За три года до того как стать „первым”, Горбачев успел закончить сельскохозяйственный институт, а его жена защитила диссертацию на звание кандидата философских наук. В ней она доказывала, что за годы советской власти в деревне сформировался новый тип человека. Несомненно, что в ее интерпретации это был человек, обязанный советской власти массой положительных качеств, среди которых, конечно же, первое место отводилось социалистическому отношению к труду. О том, каково это отношение к труду, немногим меньше чем через два десятилетия откровенно скажет ее муж, опровергнув как утверждения советской пропаганды, так и диссертацию своей жены.

Переехав в кабинет „первого”, Горбачев тут же принимается укреплять свои позиции. Из Кисловодска в Ставрополь на свое прежнее место в горкоме возвращается Мураховский, через некоторое время ставший вторым секретарем крайкома и правой рукой Горбачева.

Хотя пост первого секретаря крайкома сам по себе и значителен, он еще не гарантия того, что дорога в Кремль открыта. То, то что он стал „первым”, делало его соперником в глазах соседей. Один из них Иван Бондаренко был первым секретарем Ростовского обкома.
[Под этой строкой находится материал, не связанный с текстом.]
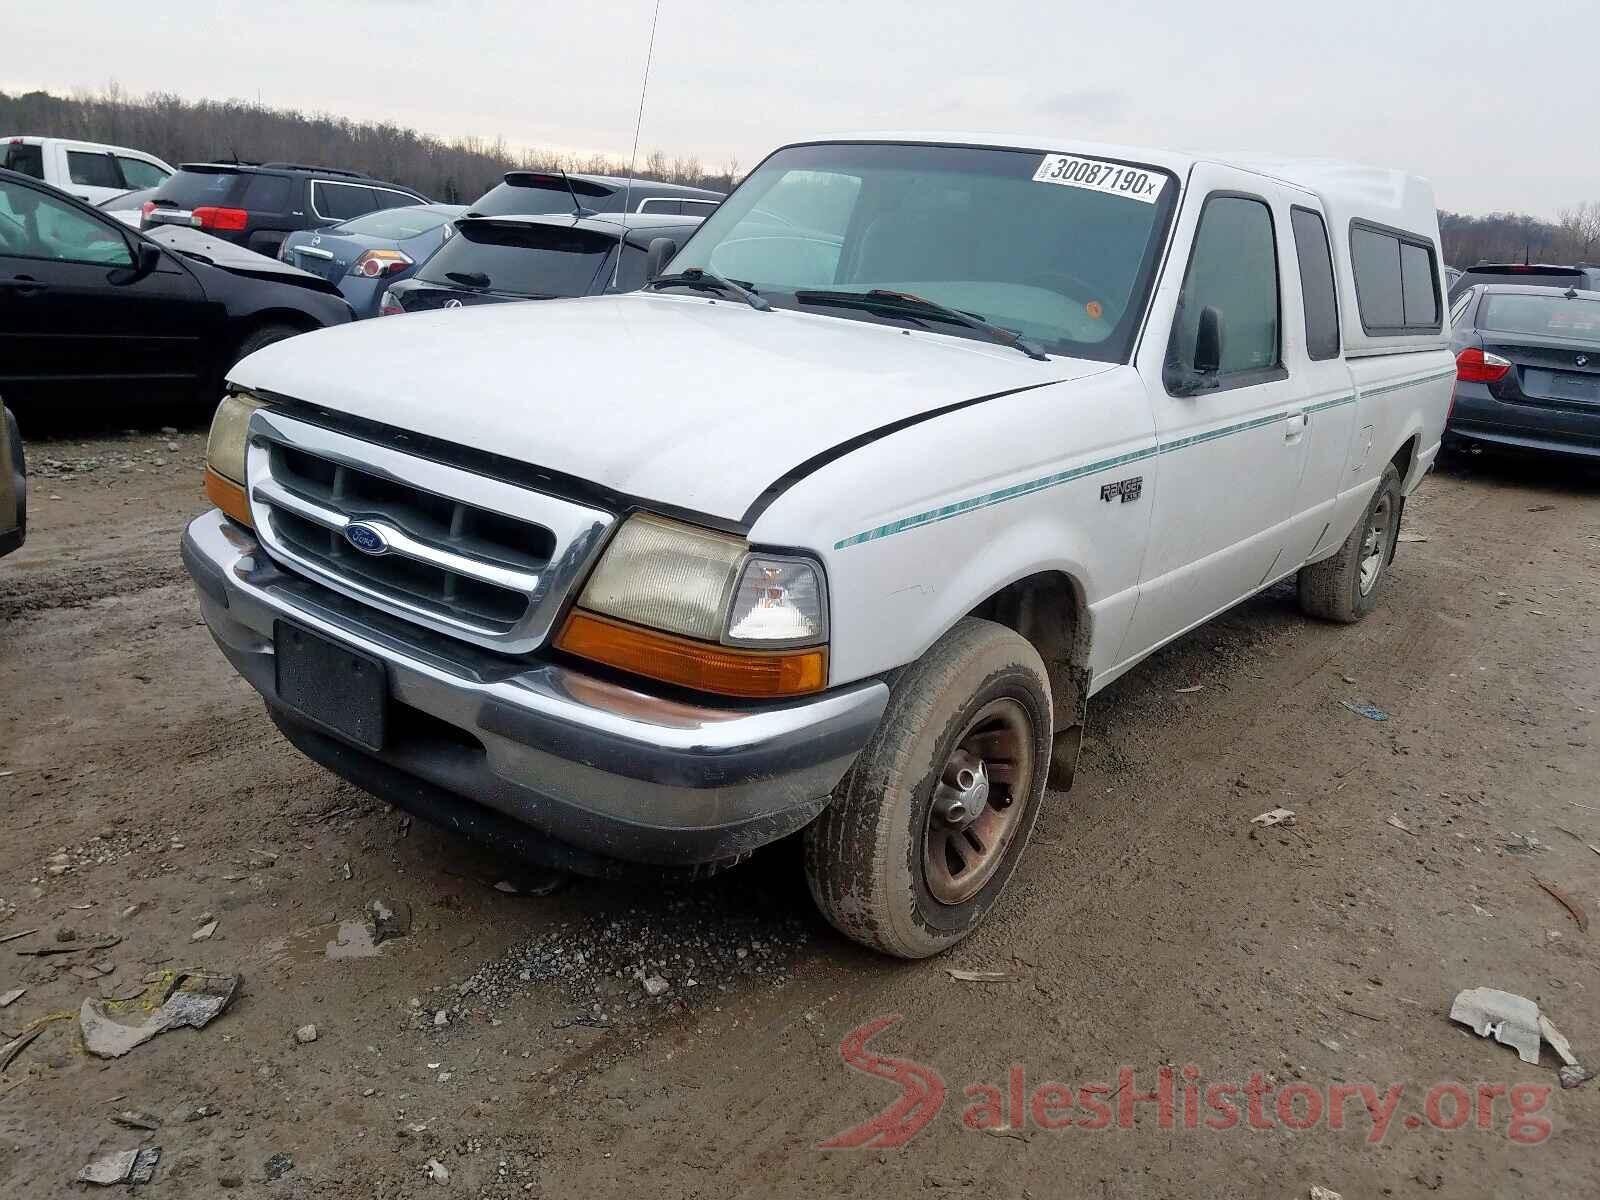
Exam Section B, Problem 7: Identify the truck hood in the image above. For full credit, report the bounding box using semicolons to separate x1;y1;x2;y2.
228;292;1112;523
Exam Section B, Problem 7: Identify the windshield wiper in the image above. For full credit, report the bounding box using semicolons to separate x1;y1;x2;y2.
445;271;491;289
646;268;771;312
793;288;1048;360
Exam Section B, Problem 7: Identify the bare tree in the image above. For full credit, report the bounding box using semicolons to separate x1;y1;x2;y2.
1556;202;1600;262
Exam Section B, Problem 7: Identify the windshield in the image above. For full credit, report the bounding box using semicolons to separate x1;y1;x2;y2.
417;220;615;296
666;142;1178;361
333;206;457;239
1482;292;1600;343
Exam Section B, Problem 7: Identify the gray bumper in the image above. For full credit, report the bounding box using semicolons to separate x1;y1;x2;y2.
182;509;888;870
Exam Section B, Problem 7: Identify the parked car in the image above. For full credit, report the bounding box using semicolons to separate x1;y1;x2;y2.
1448;262;1600;303
275;203;465;318
1;136;173;206
377;212;701;314
99;186;162;229
1446;283;1600;458
143;162;429;260
185;135;1451;958
0;168;353;410
467;171;722;218
0;403;23;560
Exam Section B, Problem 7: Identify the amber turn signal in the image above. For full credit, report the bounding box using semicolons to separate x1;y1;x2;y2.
204;465;254;528
555;610;827;698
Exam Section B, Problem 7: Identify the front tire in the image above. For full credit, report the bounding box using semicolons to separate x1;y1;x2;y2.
804;618;1052;959
1297;462;1402;623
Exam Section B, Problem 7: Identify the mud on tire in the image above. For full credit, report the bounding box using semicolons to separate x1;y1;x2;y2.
804;617;1052;959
Достигнутые им успехи в руководстве этой, намного превышающей по своему экономическому значению областью, принесли ему звание Героя Социалистического Труда. У него было хорошее образование и немалый опыт. Всего на пять лет старше своего ставропольского соседа, он был полон энергии добиться места в центре.
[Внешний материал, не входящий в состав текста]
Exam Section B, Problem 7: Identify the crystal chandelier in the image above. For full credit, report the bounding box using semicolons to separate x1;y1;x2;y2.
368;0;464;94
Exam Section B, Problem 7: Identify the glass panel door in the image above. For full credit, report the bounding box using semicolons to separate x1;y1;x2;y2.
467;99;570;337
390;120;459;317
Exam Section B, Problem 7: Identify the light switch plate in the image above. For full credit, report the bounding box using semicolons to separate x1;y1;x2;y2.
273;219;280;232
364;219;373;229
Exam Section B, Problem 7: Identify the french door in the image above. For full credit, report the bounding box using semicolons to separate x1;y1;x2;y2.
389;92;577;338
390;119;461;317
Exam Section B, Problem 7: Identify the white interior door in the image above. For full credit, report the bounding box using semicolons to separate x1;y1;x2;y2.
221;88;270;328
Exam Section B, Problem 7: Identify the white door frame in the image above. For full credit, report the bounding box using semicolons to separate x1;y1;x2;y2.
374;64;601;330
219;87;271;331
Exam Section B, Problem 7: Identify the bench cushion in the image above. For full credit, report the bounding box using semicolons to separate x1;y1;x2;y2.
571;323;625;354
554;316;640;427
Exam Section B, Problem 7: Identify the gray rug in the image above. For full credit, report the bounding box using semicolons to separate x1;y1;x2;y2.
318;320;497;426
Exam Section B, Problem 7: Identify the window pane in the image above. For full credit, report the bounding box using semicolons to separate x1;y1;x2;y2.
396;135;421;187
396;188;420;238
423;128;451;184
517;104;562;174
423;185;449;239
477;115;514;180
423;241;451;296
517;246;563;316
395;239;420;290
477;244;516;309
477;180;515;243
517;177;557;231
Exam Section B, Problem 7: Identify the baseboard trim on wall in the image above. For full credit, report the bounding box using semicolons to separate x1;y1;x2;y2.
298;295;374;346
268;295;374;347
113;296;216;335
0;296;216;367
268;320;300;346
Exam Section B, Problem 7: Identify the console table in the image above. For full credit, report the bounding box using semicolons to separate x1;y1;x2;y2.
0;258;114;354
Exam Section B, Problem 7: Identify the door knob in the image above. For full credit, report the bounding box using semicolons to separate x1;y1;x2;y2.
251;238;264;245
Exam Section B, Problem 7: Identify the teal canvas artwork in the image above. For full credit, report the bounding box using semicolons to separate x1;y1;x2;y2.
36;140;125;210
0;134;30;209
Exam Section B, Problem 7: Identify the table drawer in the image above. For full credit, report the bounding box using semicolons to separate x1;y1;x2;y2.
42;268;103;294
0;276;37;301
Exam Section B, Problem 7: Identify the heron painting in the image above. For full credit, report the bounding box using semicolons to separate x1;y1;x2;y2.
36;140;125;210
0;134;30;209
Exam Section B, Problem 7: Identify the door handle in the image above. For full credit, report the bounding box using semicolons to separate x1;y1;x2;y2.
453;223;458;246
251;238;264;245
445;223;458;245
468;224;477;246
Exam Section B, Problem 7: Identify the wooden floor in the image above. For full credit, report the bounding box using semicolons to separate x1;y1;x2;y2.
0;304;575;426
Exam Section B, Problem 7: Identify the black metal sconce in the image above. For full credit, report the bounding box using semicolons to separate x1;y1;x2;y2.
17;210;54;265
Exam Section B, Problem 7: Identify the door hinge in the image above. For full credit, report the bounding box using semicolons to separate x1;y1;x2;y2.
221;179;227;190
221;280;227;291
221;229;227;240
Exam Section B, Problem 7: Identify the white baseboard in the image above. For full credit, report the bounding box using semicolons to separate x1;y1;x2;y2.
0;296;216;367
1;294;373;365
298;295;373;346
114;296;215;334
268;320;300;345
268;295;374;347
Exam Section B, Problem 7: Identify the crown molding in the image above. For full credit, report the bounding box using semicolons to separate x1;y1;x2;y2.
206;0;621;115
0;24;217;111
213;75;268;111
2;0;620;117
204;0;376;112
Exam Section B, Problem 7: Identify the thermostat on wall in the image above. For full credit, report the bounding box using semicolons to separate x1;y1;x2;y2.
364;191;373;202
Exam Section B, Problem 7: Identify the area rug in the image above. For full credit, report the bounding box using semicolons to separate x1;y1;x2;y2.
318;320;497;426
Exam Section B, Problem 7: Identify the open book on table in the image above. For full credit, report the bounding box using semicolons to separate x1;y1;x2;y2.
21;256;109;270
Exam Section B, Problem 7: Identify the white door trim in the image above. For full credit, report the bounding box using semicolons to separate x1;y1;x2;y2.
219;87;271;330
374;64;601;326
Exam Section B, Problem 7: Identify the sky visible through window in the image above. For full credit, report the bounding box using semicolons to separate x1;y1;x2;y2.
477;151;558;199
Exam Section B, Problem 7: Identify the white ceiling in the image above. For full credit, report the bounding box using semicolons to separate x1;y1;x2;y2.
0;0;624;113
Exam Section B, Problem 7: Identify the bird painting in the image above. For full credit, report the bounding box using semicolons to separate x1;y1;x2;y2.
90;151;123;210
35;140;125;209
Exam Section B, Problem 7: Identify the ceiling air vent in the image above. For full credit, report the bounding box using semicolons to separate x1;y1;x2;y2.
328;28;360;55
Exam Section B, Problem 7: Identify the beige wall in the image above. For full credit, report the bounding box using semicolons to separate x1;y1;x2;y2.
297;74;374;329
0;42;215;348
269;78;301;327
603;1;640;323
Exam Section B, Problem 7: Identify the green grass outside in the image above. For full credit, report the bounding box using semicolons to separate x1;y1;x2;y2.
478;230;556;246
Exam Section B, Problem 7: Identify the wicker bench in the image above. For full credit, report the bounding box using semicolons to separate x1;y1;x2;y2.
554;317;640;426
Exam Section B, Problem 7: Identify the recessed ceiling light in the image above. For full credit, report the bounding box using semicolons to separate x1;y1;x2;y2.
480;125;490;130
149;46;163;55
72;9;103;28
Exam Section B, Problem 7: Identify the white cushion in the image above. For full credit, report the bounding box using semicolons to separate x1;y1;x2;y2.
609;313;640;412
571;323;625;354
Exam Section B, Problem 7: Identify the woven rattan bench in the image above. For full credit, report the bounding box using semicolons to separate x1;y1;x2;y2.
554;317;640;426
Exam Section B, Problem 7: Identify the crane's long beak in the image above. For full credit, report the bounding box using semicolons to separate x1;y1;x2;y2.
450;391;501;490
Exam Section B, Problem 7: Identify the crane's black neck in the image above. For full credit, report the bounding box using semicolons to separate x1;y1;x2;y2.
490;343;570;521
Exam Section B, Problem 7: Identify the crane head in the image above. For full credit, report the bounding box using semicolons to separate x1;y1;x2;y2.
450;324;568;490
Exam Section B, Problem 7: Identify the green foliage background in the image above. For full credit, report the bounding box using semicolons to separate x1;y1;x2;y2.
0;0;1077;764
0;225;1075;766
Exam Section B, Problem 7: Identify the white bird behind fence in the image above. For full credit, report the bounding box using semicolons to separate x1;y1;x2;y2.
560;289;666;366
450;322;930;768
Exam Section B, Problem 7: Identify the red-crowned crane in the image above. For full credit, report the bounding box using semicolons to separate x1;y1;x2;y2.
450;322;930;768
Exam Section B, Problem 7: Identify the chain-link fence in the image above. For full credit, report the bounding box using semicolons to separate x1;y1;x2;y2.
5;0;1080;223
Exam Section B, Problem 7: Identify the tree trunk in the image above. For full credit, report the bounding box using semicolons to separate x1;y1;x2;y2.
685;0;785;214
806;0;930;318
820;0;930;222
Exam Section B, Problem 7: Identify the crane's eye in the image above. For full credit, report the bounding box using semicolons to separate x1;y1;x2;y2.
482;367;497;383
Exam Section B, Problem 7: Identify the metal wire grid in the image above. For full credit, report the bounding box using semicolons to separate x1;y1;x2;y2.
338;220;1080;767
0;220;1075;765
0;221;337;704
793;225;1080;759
Но еще большую угрозу представлял другой сосед. Горбачев понимал, что теперь о нем будут судить по успехам края. Хотя Ставропольский край был равен Краснодарскому по территории, он уступал ему в населении и давал зерна в два раза меньше. Во главе края стоял Сергей Медунов, который был не только агрономом по образованию, но к тому же еще и кандидатом экономических наук. Все это было важно. Но главное было не это. Медунов был другом Брежнева.

Внешне позиция Горбачева в сравнении с его краснодарским соседом, говоря шахматным языком, далека была от предпочтительной. Но это было и его удачей.

Пока еще мало кто знает об идущем уже полным ходом процессе срастания партии с мафией. Конечно, взяточничество партийных чинуш не было новостью. Но о том, каких масштабов достигает коррупция, каких масштабов она достигнет в ближайшие годы, как широко зайдет ограбление страны, — это пока еще неизвестно. Видное место в партмафиозной иерархии, или, как напишет „Литературная газета”, в „пирамиде организованной преступности”, занимает Медунов, столь тесно связанный с Брежневым. Именно это и привлекает к нему внимание Андропова.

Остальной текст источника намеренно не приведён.